The purpose of this application is to allow people to set up a number of IMAP email accounts, login to them periodically, and check unread emails against a set of patterns, including sender, subject, and body, as well as attachment patterns. When a match is found, the attachment is routed to a specified location. New IMAP accounts and patterns can be added using JSON files.
python = "^3.8"
boto3 = "^1.26.45"
configparser = "^5.3.0"
keyring = "^23.13.1" # Optional
Via poetry (Installation instructions here):
poetry install
pip3 install boto3
pip3 install configparser
pip3 install keyring # Optional
Configure the following files:
- ./src/email_file_monitoring/imap_accounts.json
- ./src/email_file_monitoring/default_email_rules.json
python3 src/email_file_monitoring/main.py
The module for retrieving database passwords is located at './src/email_file_monitoring/utils/password.py'. By default it uses the 'keyring' library, accepts two strings of 'secret_key' and 'user_name' and returns a string of 'password'. If you wish to use a different method of storing and retrieving database passwords, modify this .py file.
If you require more significant changes to how the password is retrieved (Eg. need to pass a different number of parameters), it is called by the './src/email_file_monitoring/main.py' module.
If you do wish to use the keyring library, create the below password entries ("account_name" is specified in the imap_accounts.json file below, "name" is specified under a given condition in the _email_rules.json files below):
-
For each IMAP account:
- account_name, imap_password_key
-
For each S3 delivery target:
- name, "S3AccessKey"
- name, "S3SecretKey"
The application is primarily controlled by .json files.
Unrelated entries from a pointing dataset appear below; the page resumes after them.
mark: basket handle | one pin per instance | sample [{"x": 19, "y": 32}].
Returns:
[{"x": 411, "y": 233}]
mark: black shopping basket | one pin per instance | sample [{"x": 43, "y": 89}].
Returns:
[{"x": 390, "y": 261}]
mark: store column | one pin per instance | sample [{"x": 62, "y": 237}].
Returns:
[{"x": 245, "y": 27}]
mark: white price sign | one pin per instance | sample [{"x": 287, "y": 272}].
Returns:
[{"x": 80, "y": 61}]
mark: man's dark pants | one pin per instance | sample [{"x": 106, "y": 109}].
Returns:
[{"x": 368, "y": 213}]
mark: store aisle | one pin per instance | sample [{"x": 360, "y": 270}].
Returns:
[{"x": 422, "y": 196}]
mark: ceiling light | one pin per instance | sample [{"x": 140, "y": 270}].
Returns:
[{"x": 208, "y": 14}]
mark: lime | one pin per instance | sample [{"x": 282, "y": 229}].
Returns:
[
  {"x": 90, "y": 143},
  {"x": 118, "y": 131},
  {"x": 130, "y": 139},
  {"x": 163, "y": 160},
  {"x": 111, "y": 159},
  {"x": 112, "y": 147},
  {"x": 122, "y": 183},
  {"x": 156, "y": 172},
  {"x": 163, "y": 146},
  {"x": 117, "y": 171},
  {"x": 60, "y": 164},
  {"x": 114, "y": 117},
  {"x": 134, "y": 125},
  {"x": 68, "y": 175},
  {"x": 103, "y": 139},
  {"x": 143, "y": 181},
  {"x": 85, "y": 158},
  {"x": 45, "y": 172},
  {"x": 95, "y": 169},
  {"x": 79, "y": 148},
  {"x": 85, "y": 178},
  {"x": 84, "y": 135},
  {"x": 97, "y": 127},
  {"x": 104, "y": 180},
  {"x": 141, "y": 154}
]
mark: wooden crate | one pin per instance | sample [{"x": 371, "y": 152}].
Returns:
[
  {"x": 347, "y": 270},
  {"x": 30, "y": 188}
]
The first is:
./src/email_file_monitoring/imap_accounts.json
Contains the details for each IMAP account to be connected to. It looks like the below:
{
"imap_accounts": [
{
"account_name": "XYZ_Department_Sales_Files",
"imap_username": "user1",
"imap_server": "imap.example.com",
"imap_port": 993,
"imap_password_key": "password_key"
}
]
}
- account_name: General name for the file processing area. It could be named based on the email address being monitored, or the department the files are being delivered for, etc.
- imap_username: Login username for IMAP server
- imap_server: IMAP Server Address
- imap_port: IMAP Server Port
- imap_password_key: Key to be used along with "account_name" for retrieving the correct password
./src/email_file_monitoring/default_email_rules.json
Holds the specific patterns to look for and where to deliver the files when they are detected.
"conditions": [
{
"name": "example_entry_will_be_ignored",
"pattern": {
"sender": "@domain",
"subject": ["Pattern01", "Pattern02"],
"body": ["Pattern01", "Pattern02"],
"attachments": [
{
"filename": [".csv"]
}
]
},
"delivery": {
"target": "local",
"path": "/path/to/save/files"
},
"delivery": {
"target": "s3",
"region": "us-west-1",
"bucket": "my-bucket-name",
"subfolder": "sub-folder1/sub-folder2/"
}
}
Note: Multiple "delivery" keys shown for demonstration, but only one should be used per condition entry
- name: Name for the condition being defined
- pattern
- sender: String pattern to check against the "Sender" field
- subject: List of strings to check against the "Subject" field
- body: List of strings to check against the "Body" field
- filename: List of strings to check against the "Filename" field of each attachment
- delivery
- target: Delivery target type
- path: Local file path to deliver attachments
- region: S3 bucket region
- bucket: S3 bucket name
- subfolder: Subfolder(s) to deliver within bucket (optional)
A few notes:
- The first entry "example_entry_will_be_ignored" will be ignored by the program. Leaving this here may make it easier to refer to the proper syntax and which patterns are available
- For items defined as lists above, leave them in [], even if only a single pattern is desired
- Every condition must have a "filename" section, as well as at least one of "sender", "subject" or "body" sections defined
- If the body is of type "multipart/alternative", the "text/plain" version will be preferred over the "text/html" version
- Currently the program can only deliver files locally and to an S3 bucket. Eventually the program will be enhanced to deliver to other locations (FTP Servers, Sharepoint, etc.)
By default all accounts will use the default_email_rules.json file to determine their conditions. However, you can create account-specific condition files, if a given account can locate a file in the same location with the name "{account_name}_email_rules.json".
For example, if you have an account_name in your "imap_accounts.json" with a value of "Acme_Sales_Files", then it will look for "Acme_Sales_Files_email_rules.json" and use it instead of the default.
My name is James Larsen, and I have been working professionally as a Business Analyst, Database Architect and Data Engineer since 2007. While I specialize in Data Modeling and SQL, I am working to improve my knowledge in different data engineering technologies, particularly Python.